Une réalité confirmée par les statistiques : selon l'Insee, les femmes effectuaient en 2010 65% des tâches parentales, et consacraient deux fois plus de temps aux soins aux enfants, rappelle le magazine Néon. L'initiatrice du compte, qui préfère rester anonyme, dit avoir voulu «donner un exemple concret» de cette charge mentale qui pèse sur les mères. A l'hôpital, elle tente de faire un peu de pédagogie auprès des parents, en apprenant par exemple aux pères à faire les lavements de nez. «La plupart de ces pères ne sont pas de mauvaise volonté, ils n'ont simplement eu que onze jours auprès de leur enfant», estime la jeune femme, interrogée par le Huffington Post, qui plaide pour un allongement du congé paternité.

Choses lues, vues et entendues ailleurs que dans «Libé»

• Le clitoris en 3D, c'est elle : Slate a rencontré la chercheuse Odile Fillod, qui a modélisé en 2016 l'organe en taille réelle, pour aider les femmes à mieux connaître cette partie de leur anatomie. Son portrait est à lire ici.

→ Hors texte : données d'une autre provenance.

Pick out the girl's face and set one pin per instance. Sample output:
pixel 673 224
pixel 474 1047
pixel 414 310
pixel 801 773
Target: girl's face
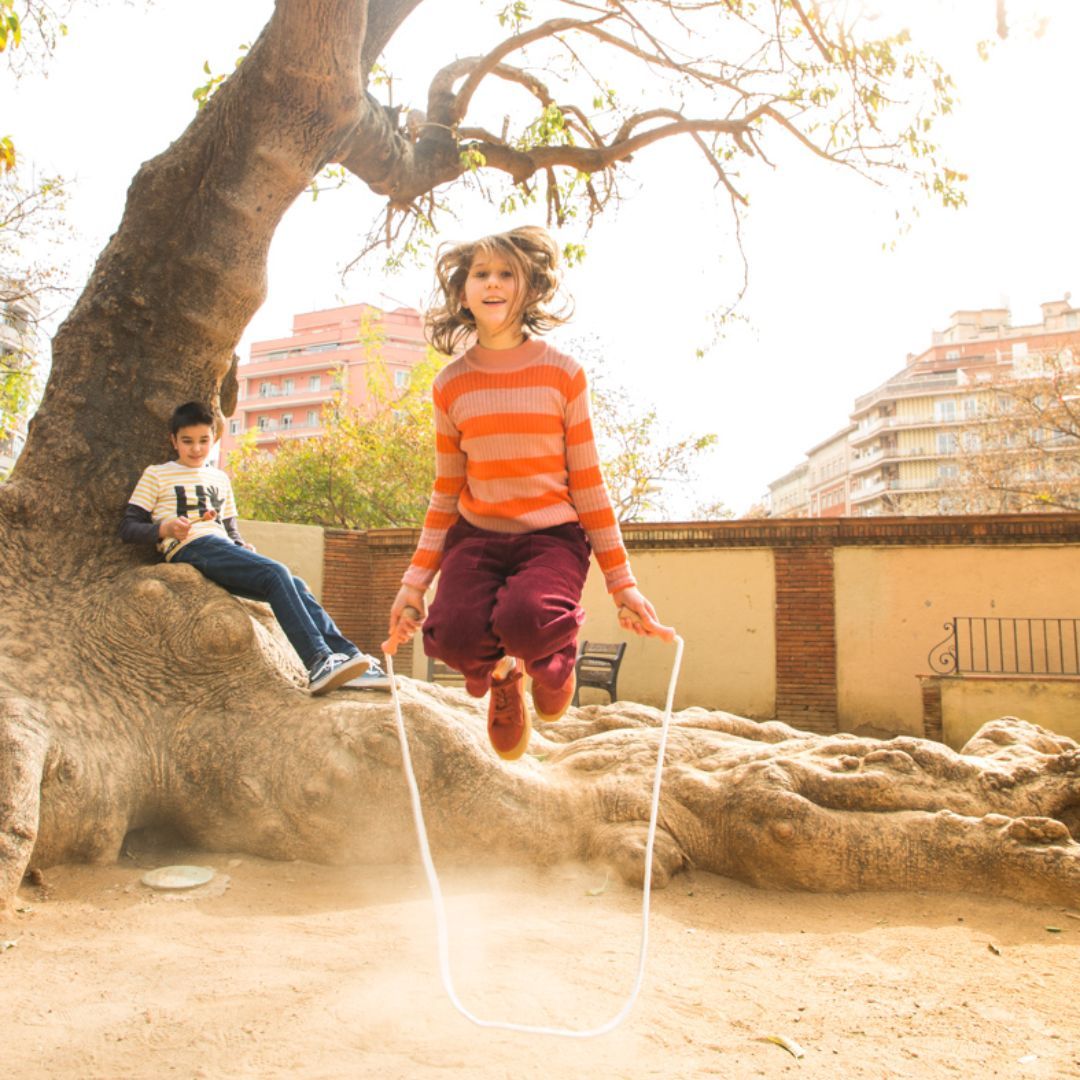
pixel 490 294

• Dans Debunking The Bump, la mathématicienne et mère de trois enfants Daphne Adler démonte quelques-uns des interdits qui pourrissent la vie des femmes enceintes, souvent disproportionnés par rapport aux dangers encourus. Cheek Magazine en parle ici.

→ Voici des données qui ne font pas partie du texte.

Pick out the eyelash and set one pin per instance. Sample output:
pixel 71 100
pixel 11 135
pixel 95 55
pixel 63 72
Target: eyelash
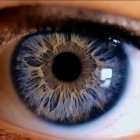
pixel 29 23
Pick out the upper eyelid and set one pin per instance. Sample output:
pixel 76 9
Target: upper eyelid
pixel 64 12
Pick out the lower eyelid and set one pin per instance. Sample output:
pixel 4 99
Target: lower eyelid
pixel 8 131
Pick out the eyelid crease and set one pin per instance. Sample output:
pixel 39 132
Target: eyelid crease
pixel 31 13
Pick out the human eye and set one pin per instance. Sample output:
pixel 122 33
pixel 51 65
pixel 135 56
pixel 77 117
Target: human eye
pixel 95 99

• La magazine féministe en ligne a aussi assisté à la formation des policiers qui répondent aux victimes sur la nouvelle plateforme gouvernementale de signalement des violences sexistes et sexuelle. C'est à lire juste là.

• A l'occasion de la tuerie de Tallahassee en Floride, Vincent Glad, également chroniqueur à Libé, revient dans Brain Magazine sur ces hommes misogynes qui décident de tuer des femmes parce qu'elles sont des femmes, un terrorisme masculiniste glorifié sur certains forums.

• Dans le podcast Entre nos lèvres, Laëtitia, 31 ans, revient sur son expérience des violences conjugales. Un témoignage poignant et rare, qui peut être difficile à écouter.

• «Beaucoup de garçons nous prennent pour des filles énervées» : dans le Figaro Madame, des étudiantes féministes de grandes écoles témoignent de la difficulté à se faire entendre de leurs camarades et de leurs professeurs.

• En partant de l'Instagram d'Emily Ratajkowski, l'humoriste Marina Rollman s'interroge sur l'objectivation du corps des femmes et l'inégalité devant l'orgasme, et c'est très drôle.

• On termine avec un documentaire, réalisé par trois jeunes journalistes et consacré aux règles. Il s'appelle 28 jours, est disponible en intégralité sur YouTube, et on vous le recommande.